Di tengah hiruk-pikuk pasal bermasalah dalam RUU dan jauh dari pemberitaan media, polisi terus beroperasi menangkap terduga teroris dalam apa yang mereka sebut preemptive strike terhadap aktivitas sel-sel terorisme. Dari awal 2019 hingga Mei, Mabes Polri telah menangkap 68 terduga teroris.
Saat peristiwa aksi mahasiswa menuntut pencabutan RUU bermasalah akhir September lalu misalnya, kepolisian menangkap puluhan terduga teroris di Medan, Sumatra Utara dan Jakarta. Pada 23 September, polisi menangkap sembilan orang terduga teroris di Cilincing dan Bekasi yang diduga hendak meledakkan bom saat aksi mahasiswa.
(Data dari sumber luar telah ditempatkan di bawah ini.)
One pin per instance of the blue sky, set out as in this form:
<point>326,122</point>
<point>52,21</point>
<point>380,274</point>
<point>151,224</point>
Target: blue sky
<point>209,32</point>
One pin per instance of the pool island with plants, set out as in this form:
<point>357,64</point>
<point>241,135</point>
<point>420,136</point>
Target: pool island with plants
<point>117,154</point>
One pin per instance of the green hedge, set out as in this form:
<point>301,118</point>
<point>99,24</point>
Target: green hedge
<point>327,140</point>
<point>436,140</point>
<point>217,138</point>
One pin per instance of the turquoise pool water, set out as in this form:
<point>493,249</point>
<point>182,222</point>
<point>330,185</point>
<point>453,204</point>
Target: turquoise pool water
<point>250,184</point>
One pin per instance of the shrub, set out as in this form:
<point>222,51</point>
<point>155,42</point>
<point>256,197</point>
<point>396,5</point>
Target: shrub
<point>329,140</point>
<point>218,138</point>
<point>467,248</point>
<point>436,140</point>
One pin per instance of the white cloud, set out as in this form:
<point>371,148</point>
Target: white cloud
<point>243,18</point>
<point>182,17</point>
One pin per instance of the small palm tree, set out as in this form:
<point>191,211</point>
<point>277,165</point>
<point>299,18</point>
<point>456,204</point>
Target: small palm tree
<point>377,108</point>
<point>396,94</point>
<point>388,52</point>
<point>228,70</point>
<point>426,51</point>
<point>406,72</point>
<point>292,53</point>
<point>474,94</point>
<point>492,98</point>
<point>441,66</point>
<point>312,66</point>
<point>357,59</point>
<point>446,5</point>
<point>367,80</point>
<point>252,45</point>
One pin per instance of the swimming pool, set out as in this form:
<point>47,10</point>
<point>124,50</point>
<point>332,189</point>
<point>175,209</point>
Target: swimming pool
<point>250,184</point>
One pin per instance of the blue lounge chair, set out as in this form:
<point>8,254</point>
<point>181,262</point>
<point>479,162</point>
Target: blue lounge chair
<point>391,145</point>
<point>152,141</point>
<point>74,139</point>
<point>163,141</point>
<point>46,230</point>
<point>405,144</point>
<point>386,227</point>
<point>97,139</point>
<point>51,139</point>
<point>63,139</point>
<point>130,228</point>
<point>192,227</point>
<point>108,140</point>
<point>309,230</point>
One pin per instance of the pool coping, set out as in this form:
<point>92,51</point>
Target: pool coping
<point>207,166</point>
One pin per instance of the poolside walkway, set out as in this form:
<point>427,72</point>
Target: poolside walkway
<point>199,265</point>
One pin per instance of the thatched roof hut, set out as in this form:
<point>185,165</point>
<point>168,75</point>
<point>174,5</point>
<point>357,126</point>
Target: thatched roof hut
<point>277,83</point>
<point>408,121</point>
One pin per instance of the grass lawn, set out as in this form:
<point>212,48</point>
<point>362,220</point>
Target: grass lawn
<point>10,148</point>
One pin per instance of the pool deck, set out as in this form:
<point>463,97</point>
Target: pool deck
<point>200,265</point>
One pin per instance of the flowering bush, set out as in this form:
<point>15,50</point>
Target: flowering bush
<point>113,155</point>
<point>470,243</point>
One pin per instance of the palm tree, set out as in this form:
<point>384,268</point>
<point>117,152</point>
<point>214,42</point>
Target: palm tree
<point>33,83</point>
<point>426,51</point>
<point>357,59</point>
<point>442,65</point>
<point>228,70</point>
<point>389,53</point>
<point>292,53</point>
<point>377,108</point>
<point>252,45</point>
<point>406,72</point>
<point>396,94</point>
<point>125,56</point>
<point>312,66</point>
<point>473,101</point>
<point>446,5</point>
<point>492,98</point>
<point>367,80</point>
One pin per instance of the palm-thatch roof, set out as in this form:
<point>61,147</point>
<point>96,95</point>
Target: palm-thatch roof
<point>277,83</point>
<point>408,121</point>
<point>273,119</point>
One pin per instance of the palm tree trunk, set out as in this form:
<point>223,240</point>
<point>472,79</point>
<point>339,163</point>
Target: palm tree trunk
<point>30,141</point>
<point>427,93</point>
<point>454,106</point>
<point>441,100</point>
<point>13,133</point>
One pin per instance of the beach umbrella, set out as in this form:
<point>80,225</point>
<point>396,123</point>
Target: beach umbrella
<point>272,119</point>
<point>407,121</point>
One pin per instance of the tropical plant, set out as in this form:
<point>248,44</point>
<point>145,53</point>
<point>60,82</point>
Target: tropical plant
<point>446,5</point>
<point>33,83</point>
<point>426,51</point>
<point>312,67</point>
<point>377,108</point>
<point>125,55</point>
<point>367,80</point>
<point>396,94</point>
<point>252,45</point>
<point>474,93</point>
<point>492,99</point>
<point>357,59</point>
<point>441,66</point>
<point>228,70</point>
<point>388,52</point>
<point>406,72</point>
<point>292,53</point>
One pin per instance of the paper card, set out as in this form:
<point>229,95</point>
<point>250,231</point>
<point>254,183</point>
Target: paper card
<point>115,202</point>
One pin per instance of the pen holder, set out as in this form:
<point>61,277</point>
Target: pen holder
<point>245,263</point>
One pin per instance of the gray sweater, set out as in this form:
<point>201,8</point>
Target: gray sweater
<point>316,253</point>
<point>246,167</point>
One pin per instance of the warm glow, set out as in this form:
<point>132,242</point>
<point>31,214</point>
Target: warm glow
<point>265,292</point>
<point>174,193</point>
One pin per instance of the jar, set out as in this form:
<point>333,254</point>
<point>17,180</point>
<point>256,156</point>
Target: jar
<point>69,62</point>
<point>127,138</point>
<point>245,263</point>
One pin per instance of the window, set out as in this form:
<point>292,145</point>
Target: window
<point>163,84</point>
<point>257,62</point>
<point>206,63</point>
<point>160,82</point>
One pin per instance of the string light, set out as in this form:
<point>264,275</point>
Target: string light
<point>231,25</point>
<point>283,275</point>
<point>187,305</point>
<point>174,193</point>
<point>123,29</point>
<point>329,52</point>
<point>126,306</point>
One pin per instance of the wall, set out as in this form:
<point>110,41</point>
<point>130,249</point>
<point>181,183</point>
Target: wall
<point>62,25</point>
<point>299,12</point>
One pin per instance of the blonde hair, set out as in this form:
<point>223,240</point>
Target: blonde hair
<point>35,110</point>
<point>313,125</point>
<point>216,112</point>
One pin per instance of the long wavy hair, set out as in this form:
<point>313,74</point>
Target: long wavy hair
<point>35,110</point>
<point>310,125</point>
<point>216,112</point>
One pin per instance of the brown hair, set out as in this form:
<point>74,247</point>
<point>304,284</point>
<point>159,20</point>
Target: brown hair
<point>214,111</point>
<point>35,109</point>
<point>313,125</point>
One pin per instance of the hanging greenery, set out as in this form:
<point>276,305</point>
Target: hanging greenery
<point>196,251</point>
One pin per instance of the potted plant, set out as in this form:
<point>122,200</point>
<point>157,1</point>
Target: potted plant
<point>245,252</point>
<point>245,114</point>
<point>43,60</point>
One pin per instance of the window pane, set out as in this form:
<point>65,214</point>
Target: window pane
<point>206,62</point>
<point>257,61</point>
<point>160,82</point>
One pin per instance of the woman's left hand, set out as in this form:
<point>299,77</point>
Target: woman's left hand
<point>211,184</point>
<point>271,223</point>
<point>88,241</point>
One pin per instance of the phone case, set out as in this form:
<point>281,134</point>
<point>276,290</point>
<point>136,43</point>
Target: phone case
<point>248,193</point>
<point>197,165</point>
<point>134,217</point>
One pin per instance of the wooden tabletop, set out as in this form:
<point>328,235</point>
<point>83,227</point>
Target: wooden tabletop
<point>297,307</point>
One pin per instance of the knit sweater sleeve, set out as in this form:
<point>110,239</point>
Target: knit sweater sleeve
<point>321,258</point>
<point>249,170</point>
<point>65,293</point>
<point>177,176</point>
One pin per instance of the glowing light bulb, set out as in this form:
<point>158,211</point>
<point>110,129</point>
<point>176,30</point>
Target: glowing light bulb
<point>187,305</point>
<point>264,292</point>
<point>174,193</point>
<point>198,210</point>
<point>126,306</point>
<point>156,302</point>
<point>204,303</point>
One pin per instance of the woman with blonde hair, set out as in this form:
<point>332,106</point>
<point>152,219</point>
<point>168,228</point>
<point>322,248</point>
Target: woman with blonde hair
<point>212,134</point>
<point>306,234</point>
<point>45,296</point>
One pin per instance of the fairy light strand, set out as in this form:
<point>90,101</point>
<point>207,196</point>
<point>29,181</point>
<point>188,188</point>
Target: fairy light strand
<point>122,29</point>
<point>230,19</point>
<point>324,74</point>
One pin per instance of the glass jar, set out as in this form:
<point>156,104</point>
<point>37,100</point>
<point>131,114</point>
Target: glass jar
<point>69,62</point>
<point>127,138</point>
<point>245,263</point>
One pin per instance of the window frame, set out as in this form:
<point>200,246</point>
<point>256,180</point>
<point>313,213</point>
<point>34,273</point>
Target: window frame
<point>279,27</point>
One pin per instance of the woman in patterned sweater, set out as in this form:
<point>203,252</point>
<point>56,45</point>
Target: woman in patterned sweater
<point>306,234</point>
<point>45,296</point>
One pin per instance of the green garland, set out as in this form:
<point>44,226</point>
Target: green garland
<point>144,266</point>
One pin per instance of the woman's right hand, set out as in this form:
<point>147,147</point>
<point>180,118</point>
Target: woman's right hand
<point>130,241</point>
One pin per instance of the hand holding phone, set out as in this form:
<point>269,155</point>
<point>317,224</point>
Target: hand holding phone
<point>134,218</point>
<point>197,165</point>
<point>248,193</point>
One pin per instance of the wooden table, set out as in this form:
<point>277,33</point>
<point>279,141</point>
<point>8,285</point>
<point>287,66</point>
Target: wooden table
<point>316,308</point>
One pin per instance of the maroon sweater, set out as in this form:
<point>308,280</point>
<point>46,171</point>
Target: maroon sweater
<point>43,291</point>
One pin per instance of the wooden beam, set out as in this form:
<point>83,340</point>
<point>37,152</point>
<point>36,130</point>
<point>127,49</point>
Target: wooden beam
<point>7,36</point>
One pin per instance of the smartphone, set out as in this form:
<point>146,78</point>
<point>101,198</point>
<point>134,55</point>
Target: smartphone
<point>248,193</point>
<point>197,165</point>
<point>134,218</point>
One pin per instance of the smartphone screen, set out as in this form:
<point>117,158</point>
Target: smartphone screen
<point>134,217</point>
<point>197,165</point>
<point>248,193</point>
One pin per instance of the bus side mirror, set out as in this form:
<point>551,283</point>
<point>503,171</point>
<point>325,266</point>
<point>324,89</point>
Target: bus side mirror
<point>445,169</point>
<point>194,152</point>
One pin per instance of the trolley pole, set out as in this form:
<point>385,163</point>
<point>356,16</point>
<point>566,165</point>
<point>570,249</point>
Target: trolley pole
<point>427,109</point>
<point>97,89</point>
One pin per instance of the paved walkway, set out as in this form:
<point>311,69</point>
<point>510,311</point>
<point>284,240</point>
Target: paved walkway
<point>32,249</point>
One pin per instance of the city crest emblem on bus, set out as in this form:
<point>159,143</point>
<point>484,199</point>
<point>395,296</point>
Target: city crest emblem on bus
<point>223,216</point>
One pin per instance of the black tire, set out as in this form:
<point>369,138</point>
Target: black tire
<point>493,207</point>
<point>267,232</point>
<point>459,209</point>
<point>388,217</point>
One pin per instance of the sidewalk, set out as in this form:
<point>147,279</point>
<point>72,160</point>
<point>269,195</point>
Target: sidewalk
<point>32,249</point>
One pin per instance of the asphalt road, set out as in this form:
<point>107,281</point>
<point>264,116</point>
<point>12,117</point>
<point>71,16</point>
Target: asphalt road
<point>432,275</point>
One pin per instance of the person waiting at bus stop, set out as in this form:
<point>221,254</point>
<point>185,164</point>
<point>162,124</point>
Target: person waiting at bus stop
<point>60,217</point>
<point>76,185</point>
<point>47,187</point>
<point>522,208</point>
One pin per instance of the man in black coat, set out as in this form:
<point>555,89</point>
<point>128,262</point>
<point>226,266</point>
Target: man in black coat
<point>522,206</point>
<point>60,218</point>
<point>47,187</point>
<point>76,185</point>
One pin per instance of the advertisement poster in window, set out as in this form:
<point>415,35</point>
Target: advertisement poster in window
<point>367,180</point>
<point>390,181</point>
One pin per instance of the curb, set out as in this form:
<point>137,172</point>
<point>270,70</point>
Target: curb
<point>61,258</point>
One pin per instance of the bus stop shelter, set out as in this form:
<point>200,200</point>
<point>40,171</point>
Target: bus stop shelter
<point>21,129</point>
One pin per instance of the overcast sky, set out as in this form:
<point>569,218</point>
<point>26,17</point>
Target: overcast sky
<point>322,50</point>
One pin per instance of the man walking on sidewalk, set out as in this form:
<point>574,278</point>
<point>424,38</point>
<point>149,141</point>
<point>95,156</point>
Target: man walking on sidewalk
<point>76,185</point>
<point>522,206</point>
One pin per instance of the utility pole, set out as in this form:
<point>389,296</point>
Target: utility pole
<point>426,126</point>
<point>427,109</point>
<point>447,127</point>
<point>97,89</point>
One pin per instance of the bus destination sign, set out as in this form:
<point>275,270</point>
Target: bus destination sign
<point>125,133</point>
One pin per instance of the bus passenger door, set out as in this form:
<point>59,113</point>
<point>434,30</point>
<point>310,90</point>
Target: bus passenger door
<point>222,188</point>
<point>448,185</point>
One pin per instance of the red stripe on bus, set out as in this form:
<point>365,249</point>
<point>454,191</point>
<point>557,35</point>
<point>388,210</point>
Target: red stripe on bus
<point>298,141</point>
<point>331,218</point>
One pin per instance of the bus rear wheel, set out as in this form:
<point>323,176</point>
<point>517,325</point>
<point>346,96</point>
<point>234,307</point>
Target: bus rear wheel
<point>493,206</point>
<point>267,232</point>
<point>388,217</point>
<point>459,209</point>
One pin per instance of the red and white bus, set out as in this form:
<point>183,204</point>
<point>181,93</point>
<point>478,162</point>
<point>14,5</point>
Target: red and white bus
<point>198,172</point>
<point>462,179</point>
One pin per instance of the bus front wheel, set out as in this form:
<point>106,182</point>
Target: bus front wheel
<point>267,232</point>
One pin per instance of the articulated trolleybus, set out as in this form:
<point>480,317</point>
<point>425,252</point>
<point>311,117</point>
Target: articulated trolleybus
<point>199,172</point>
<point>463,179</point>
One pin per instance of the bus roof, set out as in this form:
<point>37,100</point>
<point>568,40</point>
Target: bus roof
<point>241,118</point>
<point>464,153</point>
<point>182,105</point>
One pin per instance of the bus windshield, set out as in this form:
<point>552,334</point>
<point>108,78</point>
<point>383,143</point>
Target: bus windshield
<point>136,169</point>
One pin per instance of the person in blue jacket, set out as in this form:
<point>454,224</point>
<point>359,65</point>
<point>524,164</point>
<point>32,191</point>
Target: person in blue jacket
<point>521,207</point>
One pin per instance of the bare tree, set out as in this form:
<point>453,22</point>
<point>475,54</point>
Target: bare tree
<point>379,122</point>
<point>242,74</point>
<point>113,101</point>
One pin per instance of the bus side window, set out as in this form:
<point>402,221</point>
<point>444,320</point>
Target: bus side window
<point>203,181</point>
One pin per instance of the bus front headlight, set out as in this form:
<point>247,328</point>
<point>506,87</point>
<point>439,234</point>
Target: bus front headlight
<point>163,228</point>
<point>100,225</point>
Sembilan orang yang ditangkap tersebut belakangan diketahui sebagai jaringan JAD Bekasi pimpinan pria berusia 28 tahun Fazri Pahlawan alias Abu Zee Ghurobah. Ghurobah berperan sebagai koordinator dan perekrut anggota. Kelompok itu disinyalir juga punya kemampuan membikin bom. Dari keterangan polisi, kelompok itu juga kerap mengadakan latihan militer di Gunung Salak dan di komplek perumahan Paris Residence Bekasi setiap Minggu sore.
Yang menarik, dari temuan polisi, Ghurobah juga berperan menikahkan beberapa orang anggotanya, termasuk Syahril Alamsyah dan Fitri Andriana di rumahnya di Bekasi. Temuan itu senada dengan pernyataan Kepala BIN Budi Gunawan. Dari pantauan intelijen, Alamsyah sudah pindah dari Kediri ke Bogor sejak tiga bulan lalu. Dari Bogor Alamsyah kemudian pindah ke Menes, Pandeglang tempat istrinya.
Namun belum diketahui bagaimana Alamsyah bisa direkrut dan bergabung dengan kelompok Abu Zee Ghurobah. Belum jelas pula bagaimana Alamsyah bisa lolos dari penyergapan itu hingga mampu menyerang Wiranto.
Sel-sel teroris yang tertidur ini justru sulit diidentifikasi dan sebenarnya tidak selalu terkait dengan JAD, yang sudah dinyatakan sebagai organisasi terlarang oleh pemerintah pada akhir Juli 2018. Direktur Pelaksana Pusat Kajian Radikalisme dan Deradikalisasi (PAKAR) Adhe Bhakti mengatakan orang-orang yang mendukung terorisme tidak melulu memerlukan suatu organisasi dengan struktur kaku.
Dalam artian, kata Adhe, mereka bisa bergerak secara independen tanpa harus mengambil bagian dalam tugas-tugas di dalam organisasi. Adhe berkata kelompok teroris lebih merasa disatukan oleh satu ideologi dibandingkan disatukan oleh sebuah organisasi.
Sidney Jones juga mengatakan hal sama. Meski JAD – sebagai organisasi terbesar sejak Jemaah Islamiyah – bubar dan ISIS mengalami kekalahan bertubi-tubi di Timur Tengah, bukan berarti aktivitas terorisme akan terhenti begitu saja. Dalam laporannya April lalu, IPAC mengidentifikasi bermunculannya kelompok-kelompok kecil yang justru tak terafiliasi dengan JAD.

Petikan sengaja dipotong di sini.